Scatter plots of the input parameters against the model output are one of the most straightforward and most versatile tools for qualitative global sensitivity analysis. Indeed, most quantitative sensitivity measures attempt to preserve the information content provided by scatter plots in a condensed format [Saltelli, 2008]. The advantage of the graphical analysis is that it provides an overview of the model sensitivities, independent of the degree of non-linearity [Straub, 2019]. Scatter plots are very helpful in illustrating the dependency between an input quantity and the model output. The clearer the discernible shape/pattern in a scatter plot, the more important the respective parameter is in the model.
Scatter plots are usually based on samples from a Monte Carlo simulation. Samples of the model output are plotted on the vertical axis of the scatter plot. The corresponding samples of the input are drawn on the horizontal axis. A separate scatter plot is needed for each input parameter if the model has multiple input parameters.
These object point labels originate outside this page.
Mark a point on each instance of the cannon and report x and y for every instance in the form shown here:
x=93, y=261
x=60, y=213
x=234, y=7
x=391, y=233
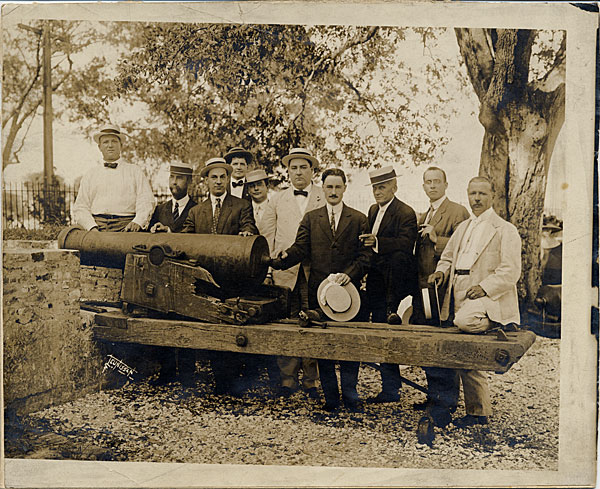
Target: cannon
x=210, y=277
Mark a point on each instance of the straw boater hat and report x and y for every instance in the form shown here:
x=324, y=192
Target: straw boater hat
x=181, y=169
x=215, y=163
x=109, y=130
x=381, y=175
x=340, y=303
x=256, y=176
x=301, y=153
x=240, y=152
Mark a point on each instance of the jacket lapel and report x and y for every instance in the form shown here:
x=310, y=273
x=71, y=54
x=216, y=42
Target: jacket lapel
x=324, y=223
x=343, y=223
x=387, y=217
x=224, y=215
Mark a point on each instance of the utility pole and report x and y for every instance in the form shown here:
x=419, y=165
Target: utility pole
x=47, y=97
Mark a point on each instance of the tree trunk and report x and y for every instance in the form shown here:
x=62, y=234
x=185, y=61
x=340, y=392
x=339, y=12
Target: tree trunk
x=521, y=125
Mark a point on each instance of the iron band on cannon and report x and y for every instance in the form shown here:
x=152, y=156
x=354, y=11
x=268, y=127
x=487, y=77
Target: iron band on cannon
x=209, y=277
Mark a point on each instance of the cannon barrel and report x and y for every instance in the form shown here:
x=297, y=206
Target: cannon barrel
x=230, y=259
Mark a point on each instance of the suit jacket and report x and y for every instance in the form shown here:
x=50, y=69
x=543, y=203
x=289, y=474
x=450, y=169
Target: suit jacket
x=328, y=254
x=163, y=213
x=396, y=242
x=497, y=268
x=281, y=220
x=236, y=216
x=245, y=193
x=445, y=221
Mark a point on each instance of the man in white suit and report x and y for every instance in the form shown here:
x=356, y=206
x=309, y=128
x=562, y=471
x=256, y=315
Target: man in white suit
x=482, y=264
x=280, y=223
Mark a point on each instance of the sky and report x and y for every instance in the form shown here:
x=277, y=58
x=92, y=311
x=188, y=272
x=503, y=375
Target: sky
x=74, y=153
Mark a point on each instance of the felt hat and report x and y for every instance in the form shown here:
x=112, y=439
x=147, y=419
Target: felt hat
x=256, y=176
x=109, y=130
x=340, y=303
x=239, y=152
x=301, y=153
x=381, y=175
x=215, y=163
x=181, y=169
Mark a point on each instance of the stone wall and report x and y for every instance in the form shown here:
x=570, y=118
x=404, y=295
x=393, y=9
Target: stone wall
x=49, y=355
Even though these bidimensional scatter plots are generally very helpful and highly informative, in special cases, they may not be able to identify an influential factor. This can happen if higher-dimensional interactions of the model input parameters with the model output exist. A general limitation of scatter plots is that interactions of groups of input parameters with the model output cannot be visualized by means of (two-dimensional) scatter plots.
[Saltelli, 2008] Saltelli, Andrea, et al: Global sensitivity analysis: the primer. John Wiley & Sons, 2008.
[Straub, 2019] Straub, Daniel: Lecture Notes in Engineering Risk Analysis. Technische Universität München, 2019.